Wanye, according to its disclosure of information, is an affiliated company of PDSTI. It was a real estate company, but Zhu personally turned it into a high-tech chip company through mergers and acquisitions.
Yongjun Li, founding partner and former general manager of PDSTI, is also a director at Wanye. He is also a CCP member, according to Wanye’s website.
With complex corporate structures and opaque information, it is difficult to trace how many other affiliates and investments PDSTI has. It currently invests in 18 projects and has two affiliates, according to its official website.
On Oct. 17, 2019, China Venture Capital & Private Equity Annual Forum and the 8th “Golden Finance” Award Ceremony hosted by Shanghai Securities Journal was held in Pudong, Shanghai, during which Xudong Zhu was awarded the title of “Outstanding Investor.” A Chinese media report says that Zhu’s successful overseas merging and acquisition projects include Montage Technology Co., Ltd, Advanced Semiconductor Manufacturing Corporation Limited, LPTH, and Icon.
Is PDSTI Here to Help?
As stated on its website, PDSTI provides support to the companies it has invested in or acquired to “enhance their intrinsic value and fuel the overall development of the industry.”

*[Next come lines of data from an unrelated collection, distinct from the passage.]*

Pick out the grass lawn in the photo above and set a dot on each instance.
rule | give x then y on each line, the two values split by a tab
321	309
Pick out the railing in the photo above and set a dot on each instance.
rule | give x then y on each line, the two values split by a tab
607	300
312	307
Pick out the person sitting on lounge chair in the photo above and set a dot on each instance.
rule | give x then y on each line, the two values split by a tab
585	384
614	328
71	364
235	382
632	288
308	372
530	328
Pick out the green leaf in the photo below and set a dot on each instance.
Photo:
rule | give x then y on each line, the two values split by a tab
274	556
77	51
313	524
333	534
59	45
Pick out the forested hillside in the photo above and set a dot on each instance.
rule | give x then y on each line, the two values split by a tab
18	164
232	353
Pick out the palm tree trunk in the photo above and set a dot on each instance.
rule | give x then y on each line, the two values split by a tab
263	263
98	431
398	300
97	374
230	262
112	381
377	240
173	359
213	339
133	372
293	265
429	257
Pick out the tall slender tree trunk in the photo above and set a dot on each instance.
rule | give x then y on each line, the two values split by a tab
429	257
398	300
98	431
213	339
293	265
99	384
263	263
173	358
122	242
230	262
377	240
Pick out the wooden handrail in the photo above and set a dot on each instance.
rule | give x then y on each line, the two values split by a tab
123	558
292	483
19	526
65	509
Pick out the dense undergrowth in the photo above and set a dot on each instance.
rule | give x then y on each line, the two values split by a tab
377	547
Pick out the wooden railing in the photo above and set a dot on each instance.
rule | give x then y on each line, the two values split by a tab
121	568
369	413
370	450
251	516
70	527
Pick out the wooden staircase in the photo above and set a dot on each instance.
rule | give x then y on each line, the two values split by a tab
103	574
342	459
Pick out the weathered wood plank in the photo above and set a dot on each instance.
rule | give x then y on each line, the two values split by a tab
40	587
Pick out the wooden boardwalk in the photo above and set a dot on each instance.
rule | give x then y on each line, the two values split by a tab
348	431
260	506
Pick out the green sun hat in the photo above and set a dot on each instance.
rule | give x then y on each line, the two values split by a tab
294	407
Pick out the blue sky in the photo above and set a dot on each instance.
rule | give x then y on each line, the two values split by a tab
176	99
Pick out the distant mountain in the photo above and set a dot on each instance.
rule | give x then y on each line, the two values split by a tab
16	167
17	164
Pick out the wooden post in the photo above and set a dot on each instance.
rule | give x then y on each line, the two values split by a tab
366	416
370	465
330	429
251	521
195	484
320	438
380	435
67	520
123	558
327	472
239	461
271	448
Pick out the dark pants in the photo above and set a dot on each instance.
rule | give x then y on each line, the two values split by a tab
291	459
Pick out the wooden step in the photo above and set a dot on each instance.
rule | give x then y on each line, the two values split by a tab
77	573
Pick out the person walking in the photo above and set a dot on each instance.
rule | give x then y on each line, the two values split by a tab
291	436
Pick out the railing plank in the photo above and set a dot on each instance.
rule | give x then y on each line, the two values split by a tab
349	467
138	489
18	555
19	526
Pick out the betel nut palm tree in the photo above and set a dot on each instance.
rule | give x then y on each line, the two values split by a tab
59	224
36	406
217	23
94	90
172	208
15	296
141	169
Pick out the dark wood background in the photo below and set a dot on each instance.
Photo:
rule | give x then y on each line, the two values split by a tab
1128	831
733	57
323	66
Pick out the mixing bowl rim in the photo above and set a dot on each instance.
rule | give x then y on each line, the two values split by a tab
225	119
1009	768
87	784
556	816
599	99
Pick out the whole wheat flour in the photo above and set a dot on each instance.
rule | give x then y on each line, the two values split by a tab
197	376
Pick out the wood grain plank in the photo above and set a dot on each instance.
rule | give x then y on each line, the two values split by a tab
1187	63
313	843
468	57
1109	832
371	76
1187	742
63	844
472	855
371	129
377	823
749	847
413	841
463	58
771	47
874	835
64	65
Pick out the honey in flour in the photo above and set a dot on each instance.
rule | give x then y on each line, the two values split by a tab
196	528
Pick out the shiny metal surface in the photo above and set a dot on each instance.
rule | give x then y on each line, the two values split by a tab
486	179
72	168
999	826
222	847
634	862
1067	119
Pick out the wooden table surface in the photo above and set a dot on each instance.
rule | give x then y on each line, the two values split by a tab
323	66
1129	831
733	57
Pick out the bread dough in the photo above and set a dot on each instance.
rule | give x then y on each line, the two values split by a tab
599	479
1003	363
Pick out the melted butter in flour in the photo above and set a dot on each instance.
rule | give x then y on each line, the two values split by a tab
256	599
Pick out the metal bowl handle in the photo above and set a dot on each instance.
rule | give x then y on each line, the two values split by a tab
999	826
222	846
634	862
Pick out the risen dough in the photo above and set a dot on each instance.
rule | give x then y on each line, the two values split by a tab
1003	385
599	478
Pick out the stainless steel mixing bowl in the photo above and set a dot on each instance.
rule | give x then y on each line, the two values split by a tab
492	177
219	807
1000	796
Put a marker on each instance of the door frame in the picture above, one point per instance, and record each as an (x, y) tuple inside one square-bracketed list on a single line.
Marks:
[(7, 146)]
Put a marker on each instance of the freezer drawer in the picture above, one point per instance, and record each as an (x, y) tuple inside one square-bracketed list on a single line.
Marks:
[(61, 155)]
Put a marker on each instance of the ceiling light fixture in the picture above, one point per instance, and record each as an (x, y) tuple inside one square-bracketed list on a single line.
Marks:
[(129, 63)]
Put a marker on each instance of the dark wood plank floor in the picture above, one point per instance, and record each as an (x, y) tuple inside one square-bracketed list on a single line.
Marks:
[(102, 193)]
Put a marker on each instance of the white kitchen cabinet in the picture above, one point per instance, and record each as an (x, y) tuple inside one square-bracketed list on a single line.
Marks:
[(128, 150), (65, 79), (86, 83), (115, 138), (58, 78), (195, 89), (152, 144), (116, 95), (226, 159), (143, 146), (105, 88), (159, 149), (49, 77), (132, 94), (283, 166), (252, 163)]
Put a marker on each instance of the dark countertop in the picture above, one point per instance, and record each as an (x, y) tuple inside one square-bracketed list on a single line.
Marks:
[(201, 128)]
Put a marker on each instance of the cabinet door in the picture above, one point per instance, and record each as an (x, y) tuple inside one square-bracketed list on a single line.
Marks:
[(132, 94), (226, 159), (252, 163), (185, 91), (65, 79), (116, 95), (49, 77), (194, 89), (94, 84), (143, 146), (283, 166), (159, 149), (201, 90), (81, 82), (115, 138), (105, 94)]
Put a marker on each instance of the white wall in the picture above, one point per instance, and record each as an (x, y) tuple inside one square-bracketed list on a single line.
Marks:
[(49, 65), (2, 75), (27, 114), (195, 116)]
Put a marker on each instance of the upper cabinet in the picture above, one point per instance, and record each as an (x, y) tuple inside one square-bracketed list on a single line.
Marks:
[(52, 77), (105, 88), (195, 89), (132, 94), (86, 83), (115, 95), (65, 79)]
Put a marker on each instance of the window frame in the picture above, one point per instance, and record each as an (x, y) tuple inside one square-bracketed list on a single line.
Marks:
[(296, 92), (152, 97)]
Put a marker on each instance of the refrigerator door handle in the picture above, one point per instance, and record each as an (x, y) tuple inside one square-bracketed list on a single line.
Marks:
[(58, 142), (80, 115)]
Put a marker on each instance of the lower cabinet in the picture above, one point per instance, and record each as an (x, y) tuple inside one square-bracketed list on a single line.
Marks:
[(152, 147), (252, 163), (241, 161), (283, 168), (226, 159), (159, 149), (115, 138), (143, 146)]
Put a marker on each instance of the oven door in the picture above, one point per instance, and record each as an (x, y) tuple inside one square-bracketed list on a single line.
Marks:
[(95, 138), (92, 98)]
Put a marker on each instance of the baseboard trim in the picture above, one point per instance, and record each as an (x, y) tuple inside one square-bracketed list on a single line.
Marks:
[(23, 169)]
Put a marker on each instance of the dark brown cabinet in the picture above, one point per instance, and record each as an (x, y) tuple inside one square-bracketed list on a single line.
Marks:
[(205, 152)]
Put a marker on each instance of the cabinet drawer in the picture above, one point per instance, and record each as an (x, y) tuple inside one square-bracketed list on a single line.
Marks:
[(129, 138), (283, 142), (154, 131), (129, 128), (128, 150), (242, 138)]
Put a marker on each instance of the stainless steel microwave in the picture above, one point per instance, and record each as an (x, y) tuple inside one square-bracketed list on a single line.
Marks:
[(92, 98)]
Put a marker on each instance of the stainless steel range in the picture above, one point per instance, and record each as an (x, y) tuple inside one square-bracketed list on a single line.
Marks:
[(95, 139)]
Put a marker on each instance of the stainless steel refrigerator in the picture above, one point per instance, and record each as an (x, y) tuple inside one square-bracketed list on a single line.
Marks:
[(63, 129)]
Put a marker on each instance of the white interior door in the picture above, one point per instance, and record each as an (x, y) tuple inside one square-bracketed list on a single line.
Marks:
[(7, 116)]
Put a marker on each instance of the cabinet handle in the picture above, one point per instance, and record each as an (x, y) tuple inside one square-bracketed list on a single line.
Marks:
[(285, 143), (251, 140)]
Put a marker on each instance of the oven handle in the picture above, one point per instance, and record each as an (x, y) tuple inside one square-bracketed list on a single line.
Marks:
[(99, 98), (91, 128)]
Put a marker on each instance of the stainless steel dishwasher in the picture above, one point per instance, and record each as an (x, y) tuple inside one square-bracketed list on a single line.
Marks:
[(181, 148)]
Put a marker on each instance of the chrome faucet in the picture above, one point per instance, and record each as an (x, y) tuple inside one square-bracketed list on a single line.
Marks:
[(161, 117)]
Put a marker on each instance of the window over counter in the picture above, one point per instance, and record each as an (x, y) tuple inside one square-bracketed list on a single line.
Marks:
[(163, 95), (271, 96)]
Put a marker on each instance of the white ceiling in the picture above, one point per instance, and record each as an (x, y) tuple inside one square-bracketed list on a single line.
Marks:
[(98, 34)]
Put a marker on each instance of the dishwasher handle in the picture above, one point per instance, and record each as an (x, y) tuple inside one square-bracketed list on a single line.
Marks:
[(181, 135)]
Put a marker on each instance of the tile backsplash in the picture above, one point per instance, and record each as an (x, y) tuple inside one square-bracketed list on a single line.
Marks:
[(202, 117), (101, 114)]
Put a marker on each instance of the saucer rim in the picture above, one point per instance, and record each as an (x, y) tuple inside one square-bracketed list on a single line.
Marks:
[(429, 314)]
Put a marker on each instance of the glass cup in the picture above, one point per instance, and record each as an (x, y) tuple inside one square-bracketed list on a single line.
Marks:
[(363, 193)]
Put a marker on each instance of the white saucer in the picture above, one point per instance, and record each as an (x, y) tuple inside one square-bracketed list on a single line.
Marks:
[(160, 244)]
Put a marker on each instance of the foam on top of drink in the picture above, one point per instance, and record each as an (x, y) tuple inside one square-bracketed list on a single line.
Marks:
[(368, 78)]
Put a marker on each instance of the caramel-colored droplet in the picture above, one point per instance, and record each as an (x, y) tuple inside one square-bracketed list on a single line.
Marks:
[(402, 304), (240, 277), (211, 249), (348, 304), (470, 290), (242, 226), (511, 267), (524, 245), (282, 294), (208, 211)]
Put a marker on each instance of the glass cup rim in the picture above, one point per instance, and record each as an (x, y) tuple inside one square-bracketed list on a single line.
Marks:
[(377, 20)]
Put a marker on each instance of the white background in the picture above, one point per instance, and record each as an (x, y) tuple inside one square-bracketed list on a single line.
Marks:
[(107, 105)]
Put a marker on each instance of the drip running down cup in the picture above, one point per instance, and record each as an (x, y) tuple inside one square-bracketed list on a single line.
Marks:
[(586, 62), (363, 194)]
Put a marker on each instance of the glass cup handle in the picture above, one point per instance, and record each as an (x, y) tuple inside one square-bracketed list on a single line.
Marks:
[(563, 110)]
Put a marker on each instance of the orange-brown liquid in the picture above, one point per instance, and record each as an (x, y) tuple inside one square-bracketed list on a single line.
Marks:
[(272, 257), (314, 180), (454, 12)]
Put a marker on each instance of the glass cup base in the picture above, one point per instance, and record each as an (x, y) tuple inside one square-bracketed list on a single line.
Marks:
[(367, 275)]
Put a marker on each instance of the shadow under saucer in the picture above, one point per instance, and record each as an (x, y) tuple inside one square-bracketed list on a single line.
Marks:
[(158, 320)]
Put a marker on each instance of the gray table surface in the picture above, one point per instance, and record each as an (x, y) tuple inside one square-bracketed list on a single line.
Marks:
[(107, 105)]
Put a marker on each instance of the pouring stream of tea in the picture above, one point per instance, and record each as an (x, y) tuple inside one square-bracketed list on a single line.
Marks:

What is happening, in reality, is that, according to the lawsuit, PDSTI has “scuttled negotiations with Yamaha that would have given the Japanese company a controlling interest in Icon,” reported AV web.
“The investments by PDSTI in Icon were never intended to make the company successful. Rather they were part of a plan to gain technology and defraud minority shareholders,” said Condit on June 8.
“Since becoming the controlling stockholder of Icon in 2017, PDSTI has disregarded its duties to minority shareholders, seized control of the management of the company, operated Icon as its own property, and systematically dismantled the company, thereby destroying the value of Icon and its shares, all in support of its goal to expropriate Icon’s intellectual property to China,” according to the lawsuit.
Coincidentally, Shanghai is home to an amphibious LSA manufacturer—Oxai Aircraft. The M2 Skywave amphibious LSA, which Oxai claims to have designed and developed independently is the first of its kind in China and was granted a certificate by China’s aviation authorities in March 2021.
CCP’s ‘Societal Approach’ to IP Theft
At the Council on Foreign Relations in Washington on April 26, 2019, FBI Director Christopher Wray said that “China has pioneered a societal approach to stealing innovation any way it can, from a wide array of businesses, universities, and organizations.”
Wray said that the CCP’s intelligence services “use every tool at their disposal—including state-owned businesses, students, researchers, and ostensibly private companies—to systematically steal information and intellectual property.”
“Put plainly, China seems determined to steal its way up the economic ladder, at our expense,” Wray added.
The Epoch Times reached out to Icon for comments and had not received a response at the time of publication.